Utilities: leverage well-designed rates to reduce grid costs
Utilities of all types—vertically integrated, wires-only, retail providers, etc.—can capture demand flexibility’s grid value by taking the following steps:
1. Introduce and promote rates that reflect marginal costs, in order to ensure that customer bill reduction (and thus, utility revenue reduction) can also lead to meaningful grid cost decreases.
2. Consider flexiwatts as a resource for grid cost reduction, and not solely as a threat to revenues.
3. Harness enabling technology and third-party innovation by coupling rate offerings with technology and new customer-facing business models that promote bill savings and grid cost reduction.

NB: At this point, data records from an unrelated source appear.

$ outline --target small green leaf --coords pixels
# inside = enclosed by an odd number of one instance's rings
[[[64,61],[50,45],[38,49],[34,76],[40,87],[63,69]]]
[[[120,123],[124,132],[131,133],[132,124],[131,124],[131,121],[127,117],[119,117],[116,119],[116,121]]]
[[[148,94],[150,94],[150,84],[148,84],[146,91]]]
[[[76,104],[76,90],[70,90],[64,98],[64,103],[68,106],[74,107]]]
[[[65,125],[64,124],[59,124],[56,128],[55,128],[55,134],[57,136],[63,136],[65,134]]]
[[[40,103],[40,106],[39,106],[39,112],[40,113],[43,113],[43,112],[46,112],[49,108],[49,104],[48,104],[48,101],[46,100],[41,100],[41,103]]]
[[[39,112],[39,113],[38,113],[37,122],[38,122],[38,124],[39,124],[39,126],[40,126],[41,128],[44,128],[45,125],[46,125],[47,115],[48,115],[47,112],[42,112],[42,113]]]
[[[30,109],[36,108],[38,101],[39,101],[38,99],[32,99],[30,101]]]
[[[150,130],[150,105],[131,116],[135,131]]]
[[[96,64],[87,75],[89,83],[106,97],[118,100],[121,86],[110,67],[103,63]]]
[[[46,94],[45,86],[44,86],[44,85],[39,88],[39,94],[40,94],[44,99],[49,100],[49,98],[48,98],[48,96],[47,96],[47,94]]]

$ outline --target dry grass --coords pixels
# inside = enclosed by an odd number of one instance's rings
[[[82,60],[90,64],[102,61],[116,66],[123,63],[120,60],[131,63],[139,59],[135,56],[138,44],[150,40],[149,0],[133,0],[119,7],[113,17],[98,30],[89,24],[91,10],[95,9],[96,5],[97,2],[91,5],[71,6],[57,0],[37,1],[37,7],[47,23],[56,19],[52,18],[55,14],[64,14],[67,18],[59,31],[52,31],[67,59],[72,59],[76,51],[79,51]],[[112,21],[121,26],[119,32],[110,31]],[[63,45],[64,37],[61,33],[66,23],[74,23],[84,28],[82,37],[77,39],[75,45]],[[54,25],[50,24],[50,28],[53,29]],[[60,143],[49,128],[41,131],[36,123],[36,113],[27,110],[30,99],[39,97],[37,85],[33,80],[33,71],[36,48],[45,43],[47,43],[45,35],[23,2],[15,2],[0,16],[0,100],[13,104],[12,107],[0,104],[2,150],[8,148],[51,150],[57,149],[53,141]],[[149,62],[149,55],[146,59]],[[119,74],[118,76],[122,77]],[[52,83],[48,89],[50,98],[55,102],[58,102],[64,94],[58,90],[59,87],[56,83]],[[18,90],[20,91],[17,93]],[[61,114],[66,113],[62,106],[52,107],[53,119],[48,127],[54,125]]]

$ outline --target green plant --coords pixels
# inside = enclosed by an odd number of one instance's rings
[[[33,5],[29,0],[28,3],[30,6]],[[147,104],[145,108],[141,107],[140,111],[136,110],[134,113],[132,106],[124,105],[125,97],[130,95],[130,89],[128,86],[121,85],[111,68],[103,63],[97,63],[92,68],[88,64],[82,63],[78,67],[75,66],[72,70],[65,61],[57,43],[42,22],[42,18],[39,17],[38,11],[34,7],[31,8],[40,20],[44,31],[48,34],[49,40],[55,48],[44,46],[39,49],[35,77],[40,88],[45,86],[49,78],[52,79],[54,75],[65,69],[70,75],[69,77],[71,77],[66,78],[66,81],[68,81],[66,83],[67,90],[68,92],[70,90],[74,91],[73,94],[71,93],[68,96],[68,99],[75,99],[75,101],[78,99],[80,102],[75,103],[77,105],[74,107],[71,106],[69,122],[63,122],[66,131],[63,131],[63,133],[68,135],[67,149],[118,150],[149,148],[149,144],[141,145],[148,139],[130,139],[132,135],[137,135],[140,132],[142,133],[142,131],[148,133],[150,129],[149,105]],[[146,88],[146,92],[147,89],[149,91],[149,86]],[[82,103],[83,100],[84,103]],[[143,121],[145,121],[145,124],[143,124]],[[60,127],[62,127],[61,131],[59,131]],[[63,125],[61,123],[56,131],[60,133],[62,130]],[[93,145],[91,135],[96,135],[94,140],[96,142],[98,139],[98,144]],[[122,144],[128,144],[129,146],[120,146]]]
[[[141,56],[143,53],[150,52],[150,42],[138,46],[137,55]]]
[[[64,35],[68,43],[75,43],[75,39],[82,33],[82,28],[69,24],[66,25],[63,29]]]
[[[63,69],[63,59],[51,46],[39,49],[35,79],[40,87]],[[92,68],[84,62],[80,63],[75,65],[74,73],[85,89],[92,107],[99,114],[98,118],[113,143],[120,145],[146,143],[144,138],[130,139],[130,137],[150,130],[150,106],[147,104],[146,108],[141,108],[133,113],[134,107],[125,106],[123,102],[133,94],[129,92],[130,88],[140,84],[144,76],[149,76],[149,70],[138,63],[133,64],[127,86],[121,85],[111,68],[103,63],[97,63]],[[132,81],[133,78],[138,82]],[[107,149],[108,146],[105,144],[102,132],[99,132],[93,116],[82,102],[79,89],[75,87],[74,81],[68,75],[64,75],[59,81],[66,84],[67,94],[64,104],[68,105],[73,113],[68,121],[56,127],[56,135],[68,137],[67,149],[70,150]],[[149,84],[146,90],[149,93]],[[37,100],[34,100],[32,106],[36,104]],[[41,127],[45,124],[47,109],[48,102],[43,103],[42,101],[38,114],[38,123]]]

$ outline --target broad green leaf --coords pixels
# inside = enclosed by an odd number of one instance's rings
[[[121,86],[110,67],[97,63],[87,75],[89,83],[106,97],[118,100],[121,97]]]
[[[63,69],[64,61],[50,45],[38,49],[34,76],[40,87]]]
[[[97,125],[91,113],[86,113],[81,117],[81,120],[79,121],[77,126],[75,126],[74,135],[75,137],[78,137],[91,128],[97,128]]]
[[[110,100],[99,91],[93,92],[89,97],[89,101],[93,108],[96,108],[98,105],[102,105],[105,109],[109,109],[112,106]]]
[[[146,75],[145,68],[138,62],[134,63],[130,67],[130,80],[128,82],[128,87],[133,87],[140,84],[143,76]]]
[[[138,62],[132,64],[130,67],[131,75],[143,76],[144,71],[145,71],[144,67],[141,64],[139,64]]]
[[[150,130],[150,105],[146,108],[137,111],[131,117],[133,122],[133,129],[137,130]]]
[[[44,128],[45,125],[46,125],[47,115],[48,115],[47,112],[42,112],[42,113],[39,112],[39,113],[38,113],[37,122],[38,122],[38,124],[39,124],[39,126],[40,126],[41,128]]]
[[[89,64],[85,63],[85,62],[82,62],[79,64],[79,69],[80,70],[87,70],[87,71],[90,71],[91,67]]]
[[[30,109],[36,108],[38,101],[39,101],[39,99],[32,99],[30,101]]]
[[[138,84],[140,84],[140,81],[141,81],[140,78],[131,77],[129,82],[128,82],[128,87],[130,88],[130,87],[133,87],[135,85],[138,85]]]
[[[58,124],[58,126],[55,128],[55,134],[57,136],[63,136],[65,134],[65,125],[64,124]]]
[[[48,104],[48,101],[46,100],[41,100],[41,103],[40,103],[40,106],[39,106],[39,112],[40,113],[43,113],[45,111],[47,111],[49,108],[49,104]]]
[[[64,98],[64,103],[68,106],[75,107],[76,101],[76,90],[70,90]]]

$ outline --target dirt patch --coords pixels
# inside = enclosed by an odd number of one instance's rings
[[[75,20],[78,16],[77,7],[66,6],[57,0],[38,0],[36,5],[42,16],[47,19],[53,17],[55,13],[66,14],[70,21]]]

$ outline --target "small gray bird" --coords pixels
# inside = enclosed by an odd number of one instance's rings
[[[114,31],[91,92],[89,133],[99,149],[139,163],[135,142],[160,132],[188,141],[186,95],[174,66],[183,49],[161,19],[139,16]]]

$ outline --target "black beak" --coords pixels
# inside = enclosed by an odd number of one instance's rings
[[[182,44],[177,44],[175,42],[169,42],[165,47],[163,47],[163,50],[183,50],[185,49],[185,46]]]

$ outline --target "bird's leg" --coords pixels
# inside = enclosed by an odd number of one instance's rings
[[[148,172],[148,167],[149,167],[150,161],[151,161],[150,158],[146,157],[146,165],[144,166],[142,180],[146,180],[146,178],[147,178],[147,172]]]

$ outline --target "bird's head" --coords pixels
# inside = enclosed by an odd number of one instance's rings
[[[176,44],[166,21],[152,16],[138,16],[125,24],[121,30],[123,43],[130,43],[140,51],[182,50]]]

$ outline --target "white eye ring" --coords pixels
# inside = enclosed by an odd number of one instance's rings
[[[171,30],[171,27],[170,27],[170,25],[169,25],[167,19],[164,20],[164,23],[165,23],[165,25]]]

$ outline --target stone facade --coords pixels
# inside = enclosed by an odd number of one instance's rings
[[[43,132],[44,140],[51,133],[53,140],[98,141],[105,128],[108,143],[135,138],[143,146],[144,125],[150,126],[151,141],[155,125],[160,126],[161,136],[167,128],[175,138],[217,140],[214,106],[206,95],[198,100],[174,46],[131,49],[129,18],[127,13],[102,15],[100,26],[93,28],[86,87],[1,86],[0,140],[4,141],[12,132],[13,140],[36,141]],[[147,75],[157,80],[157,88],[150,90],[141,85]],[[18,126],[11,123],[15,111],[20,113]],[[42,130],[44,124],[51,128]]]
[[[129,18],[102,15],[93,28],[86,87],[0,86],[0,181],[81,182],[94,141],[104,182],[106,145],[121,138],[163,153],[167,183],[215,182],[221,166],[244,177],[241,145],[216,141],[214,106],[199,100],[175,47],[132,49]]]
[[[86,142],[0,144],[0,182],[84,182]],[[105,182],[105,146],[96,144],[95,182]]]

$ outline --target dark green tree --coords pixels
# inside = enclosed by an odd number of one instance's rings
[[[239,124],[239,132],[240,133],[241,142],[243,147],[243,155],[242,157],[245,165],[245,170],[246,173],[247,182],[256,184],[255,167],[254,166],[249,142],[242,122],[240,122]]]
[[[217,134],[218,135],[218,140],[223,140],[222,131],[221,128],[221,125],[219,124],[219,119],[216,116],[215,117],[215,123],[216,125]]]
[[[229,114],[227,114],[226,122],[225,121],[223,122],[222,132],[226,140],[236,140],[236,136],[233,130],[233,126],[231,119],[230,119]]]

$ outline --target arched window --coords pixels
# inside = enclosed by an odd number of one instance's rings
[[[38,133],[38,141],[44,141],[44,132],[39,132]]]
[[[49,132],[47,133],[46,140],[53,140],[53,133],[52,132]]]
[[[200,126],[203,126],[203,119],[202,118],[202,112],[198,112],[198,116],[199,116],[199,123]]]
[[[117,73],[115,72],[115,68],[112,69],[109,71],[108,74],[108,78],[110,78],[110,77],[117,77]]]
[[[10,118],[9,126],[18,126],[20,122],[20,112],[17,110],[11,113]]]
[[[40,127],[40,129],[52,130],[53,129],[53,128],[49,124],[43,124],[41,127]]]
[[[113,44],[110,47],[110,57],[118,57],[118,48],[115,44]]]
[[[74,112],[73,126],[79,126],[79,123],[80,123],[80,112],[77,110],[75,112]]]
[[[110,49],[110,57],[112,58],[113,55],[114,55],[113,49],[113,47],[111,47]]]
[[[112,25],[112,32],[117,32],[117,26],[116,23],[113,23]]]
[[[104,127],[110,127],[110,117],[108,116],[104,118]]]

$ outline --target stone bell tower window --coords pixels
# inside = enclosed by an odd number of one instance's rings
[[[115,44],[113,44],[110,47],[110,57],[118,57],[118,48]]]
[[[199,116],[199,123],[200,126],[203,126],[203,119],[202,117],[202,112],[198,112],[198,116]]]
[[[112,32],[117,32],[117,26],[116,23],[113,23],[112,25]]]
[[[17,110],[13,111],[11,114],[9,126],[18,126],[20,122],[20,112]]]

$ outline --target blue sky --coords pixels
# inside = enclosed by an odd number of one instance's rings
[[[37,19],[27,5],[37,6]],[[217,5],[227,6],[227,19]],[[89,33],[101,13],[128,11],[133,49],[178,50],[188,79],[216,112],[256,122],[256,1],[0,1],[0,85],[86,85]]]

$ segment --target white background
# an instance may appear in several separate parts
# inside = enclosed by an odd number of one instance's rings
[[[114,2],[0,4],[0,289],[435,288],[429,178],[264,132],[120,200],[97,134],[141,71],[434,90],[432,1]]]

Regulators: promote flexiwatts as a least-cost solution to grid challenges
State regulators have a role to play in requiring utilities to consider and fully value demand flexibility as a lowcost resource that can reduce grid-level system costs and customer bills. Regulators should consider the following:
1. Recognize the cost advantage of demand flexibility, and require utilities to consider flexiwatts as a potentially lower-cost alternative to a subset of traditional grid infrastructure investment needs.
2. Encourage utilities to offer a variety of rates to promote customer choice, balancing the potential complexity of highly granular rates against the large value proposition for customers and the grid.
3. Encourage utilities to seek partnerships that couple rate design with technology and thirdparty innovators to provide customers with a simple, lower cost experience.